15 Temmuz 2020 Çarşamba

ÖLDÜKTEN SONRA NE DİYECEKLER?

Bir gün Atatürk etrafındakilere sorar:
– “Söyleyiniz, ben öldükten sonra bu millet hakkımda ne diyecek?”
Orada bulunanlar, “Paşam, size ‘dahi', ‘büyük kurtarıcı', ‘büyük komutan' diyerek yad edecekler.”
Atatürk, “Hayır bilemediniz. Halk benim için etrafını dalkavuklar sarmasaydı bu memleket için daha çok şey yapacak diye anacaklar.
Bir asır öncesine ait bu durum bugün de yaşanmıyor mu? Bugünden itibaren bir asır sonra da yaşanmayacak mı?
Otoritenin etrafını daima dalkavuklar sarar. Madem ki Mustafa Kemal etrafındaki dalkavukları biliyordu niye mani olmadı? diye sorulabilir. İşte mesele de burada. Çünkü, medh (övme) nefse çok tatlı gelirmiş. İptila gibi vücud ona alışırmış. Uyuşturucu müptelası, avcılık müptelası, definecilik müptelası, hırsızlık iptilası(Kleptomani) nasıl insan bedenini yönlendiriyorsa, övme de aynı şeydir. Bu yüzden kişiyi yüzüne karşı methetme İslamda yasaklanmıştır. Yasaklanma nedeni muhtemelen nefsi tetiklemesidir.
Rahmetli Korkut Özal, kardeşi Turgut Özal ve çevresi ile alakalı Kanal D de yayınlanan bir programda konuşmuştu.
"Cumhurbaşkanının etrafını saran insan halkasının övmelerinden dışarısını görmek mümkün değildir. Zira bu halkanın dışını görmek için ya Evliya olmak, yahut bir evliya yanında olmak gerekir" demişti.

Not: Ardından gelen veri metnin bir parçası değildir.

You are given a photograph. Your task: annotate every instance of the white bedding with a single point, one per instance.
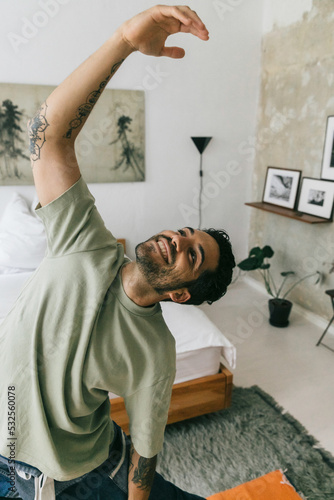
(199, 343)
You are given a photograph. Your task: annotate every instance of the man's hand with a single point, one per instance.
(147, 32)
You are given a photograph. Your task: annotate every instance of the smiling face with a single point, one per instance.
(171, 259)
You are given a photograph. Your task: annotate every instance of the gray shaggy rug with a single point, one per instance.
(254, 436)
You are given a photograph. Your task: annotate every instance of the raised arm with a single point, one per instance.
(57, 123)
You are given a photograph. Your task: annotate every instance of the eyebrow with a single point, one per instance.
(201, 249)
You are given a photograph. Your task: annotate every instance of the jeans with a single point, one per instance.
(108, 481)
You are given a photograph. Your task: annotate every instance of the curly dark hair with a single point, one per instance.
(212, 285)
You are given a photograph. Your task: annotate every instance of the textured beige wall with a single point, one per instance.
(297, 95)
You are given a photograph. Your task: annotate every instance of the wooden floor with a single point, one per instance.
(283, 362)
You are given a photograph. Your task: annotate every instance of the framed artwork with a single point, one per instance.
(327, 169)
(110, 148)
(281, 187)
(316, 197)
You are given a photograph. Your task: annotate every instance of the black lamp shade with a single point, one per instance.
(201, 143)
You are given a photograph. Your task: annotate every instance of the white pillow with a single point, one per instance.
(22, 237)
(193, 330)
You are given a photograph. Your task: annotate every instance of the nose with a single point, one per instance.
(180, 242)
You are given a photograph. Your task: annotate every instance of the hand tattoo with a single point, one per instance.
(84, 109)
(143, 475)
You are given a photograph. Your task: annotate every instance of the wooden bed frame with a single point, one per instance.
(189, 399)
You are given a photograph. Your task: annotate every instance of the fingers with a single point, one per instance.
(190, 21)
(173, 52)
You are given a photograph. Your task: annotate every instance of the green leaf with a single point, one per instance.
(249, 264)
(267, 251)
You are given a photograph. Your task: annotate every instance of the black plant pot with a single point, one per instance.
(279, 312)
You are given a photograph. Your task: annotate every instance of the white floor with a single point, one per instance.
(284, 362)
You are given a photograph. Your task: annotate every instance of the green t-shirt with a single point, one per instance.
(72, 336)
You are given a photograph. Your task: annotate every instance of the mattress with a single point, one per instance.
(200, 345)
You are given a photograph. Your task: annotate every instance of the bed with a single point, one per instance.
(203, 383)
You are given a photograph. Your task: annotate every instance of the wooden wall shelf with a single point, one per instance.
(287, 212)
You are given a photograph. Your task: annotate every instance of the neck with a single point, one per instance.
(136, 288)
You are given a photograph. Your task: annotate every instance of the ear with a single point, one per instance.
(180, 296)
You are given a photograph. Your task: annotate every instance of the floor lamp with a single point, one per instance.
(201, 144)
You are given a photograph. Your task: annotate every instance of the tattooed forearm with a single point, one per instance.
(84, 109)
(36, 130)
(143, 474)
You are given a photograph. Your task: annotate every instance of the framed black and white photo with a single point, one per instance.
(327, 169)
(316, 197)
(281, 187)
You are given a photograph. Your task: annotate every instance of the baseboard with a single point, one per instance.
(312, 317)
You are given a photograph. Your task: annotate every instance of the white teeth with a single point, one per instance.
(163, 250)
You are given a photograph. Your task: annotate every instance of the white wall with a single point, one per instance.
(212, 92)
(280, 13)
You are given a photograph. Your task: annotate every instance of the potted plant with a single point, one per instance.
(279, 306)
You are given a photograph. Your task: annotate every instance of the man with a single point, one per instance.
(88, 321)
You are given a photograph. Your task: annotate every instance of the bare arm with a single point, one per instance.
(57, 123)
(141, 474)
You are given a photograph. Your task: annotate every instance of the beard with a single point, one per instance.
(161, 276)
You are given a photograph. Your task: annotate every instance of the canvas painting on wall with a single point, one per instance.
(110, 148)
(281, 186)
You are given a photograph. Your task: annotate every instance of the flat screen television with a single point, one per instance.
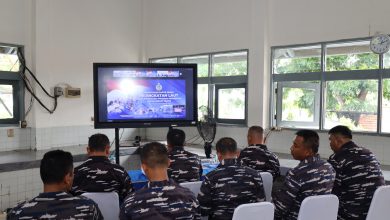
(132, 95)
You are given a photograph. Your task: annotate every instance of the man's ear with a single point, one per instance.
(144, 168)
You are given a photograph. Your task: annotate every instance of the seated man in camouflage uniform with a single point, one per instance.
(312, 176)
(55, 202)
(185, 166)
(98, 174)
(229, 185)
(358, 174)
(161, 198)
(257, 156)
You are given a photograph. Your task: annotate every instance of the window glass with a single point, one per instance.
(297, 60)
(231, 103)
(386, 106)
(164, 60)
(202, 61)
(9, 59)
(298, 104)
(352, 103)
(230, 64)
(386, 60)
(351, 56)
(6, 102)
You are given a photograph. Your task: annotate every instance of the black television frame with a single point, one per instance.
(144, 123)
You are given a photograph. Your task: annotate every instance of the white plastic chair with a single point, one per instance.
(254, 211)
(108, 203)
(193, 186)
(267, 184)
(379, 208)
(319, 207)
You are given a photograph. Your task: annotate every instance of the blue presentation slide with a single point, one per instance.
(146, 99)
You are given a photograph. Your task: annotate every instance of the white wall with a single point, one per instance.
(177, 27)
(70, 36)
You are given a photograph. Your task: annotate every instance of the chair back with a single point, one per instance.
(379, 208)
(319, 207)
(254, 211)
(108, 203)
(193, 186)
(267, 185)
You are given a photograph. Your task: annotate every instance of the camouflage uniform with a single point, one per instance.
(56, 205)
(161, 200)
(312, 176)
(358, 176)
(98, 174)
(185, 166)
(227, 187)
(258, 157)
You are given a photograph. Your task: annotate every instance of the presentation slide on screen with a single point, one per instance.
(131, 98)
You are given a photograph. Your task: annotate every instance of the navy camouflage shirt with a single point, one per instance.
(185, 166)
(312, 176)
(227, 187)
(358, 176)
(98, 174)
(258, 157)
(161, 200)
(56, 205)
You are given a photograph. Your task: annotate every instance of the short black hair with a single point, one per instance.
(98, 142)
(226, 145)
(55, 165)
(176, 137)
(341, 130)
(154, 154)
(311, 139)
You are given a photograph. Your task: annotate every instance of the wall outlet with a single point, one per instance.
(72, 92)
(10, 132)
(58, 91)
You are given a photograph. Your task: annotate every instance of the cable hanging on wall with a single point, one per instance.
(29, 88)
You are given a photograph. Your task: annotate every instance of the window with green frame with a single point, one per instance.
(351, 86)
(11, 87)
(222, 81)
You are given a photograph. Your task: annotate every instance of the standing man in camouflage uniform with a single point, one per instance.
(185, 166)
(161, 198)
(229, 185)
(358, 174)
(257, 156)
(312, 176)
(55, 202)
(98, 174)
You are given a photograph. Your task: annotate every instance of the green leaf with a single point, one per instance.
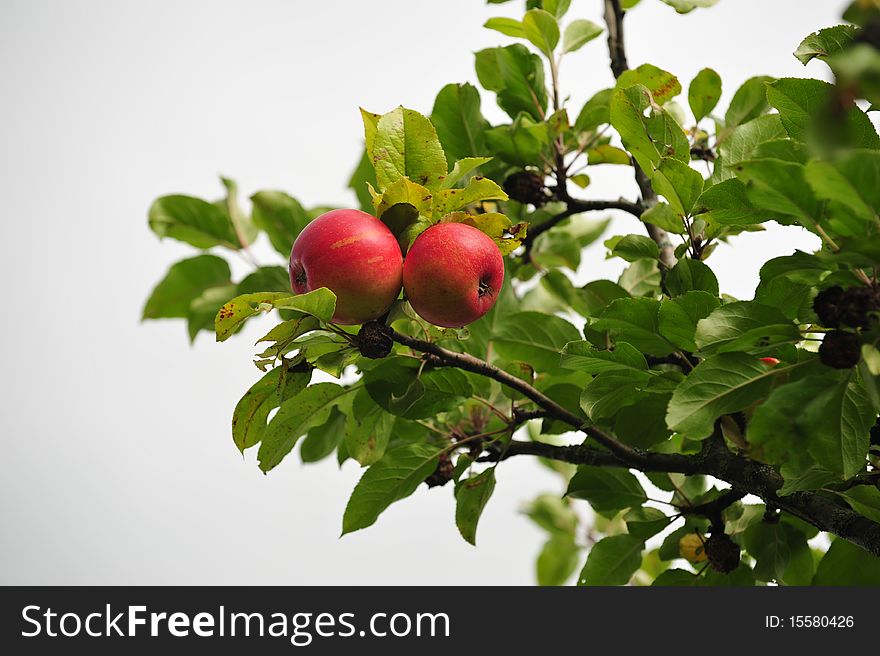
(800, 101)
(542, 30)
(837, 422)
(744, 326)
(605, 154)
(507, 26)
(749, 102)
(853, 180)
(644, 522)
(780, 187)
(558, 560)
(608, 393)
(234, 313)
(687, 6)
(311, 407)
(662, 216)
(395, 477)
(679, 184)
(534, 337)
(599, 294)
(689, 275)
(641, 278)
(459, 122)
(745, 139)
(647, 137)
(556, 7)
(205, 306)
(252, 411)
(391, 384)
(462, 168)
(635, 320)
(585, 357)
(607, 490)
(778, 436)
(704, 93)
(519, 143)
(281, 217)
(846, 564)
(494, 225)
(192, 220)
(811, 478)
(362, 179)
(642, 424)
(284, 334)
(578, 33)
(406, 145)
(633, 247)
(824, 43)
(185, 281)
(595, 112)
(245, 229)
(323, 440)
(477, 189)
(678, 317)
(517, 76)
(717, 386)
(553, 514)
(265, 279)
(320, 303)
(368, 430)
(800, 267)
(562, 246)
(471, 496)
(612, 561)
(727, 204)
(664, 86)
(768, 544)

Siyasal eleştiriye, yahut düşünce hürriyeti kapsamında kalan eleştiriye tahammül edemeyenler hücrelerine kadar övülme ateşine yakalanmıştır. Övmenin getirdiği "Benlik" anlık ayaküstü kararların kararnameye dönüşmesini sebep olmaktadır."Ben" ve "Biz" kelimelerinin muhatabı şeytana asker olanlardır.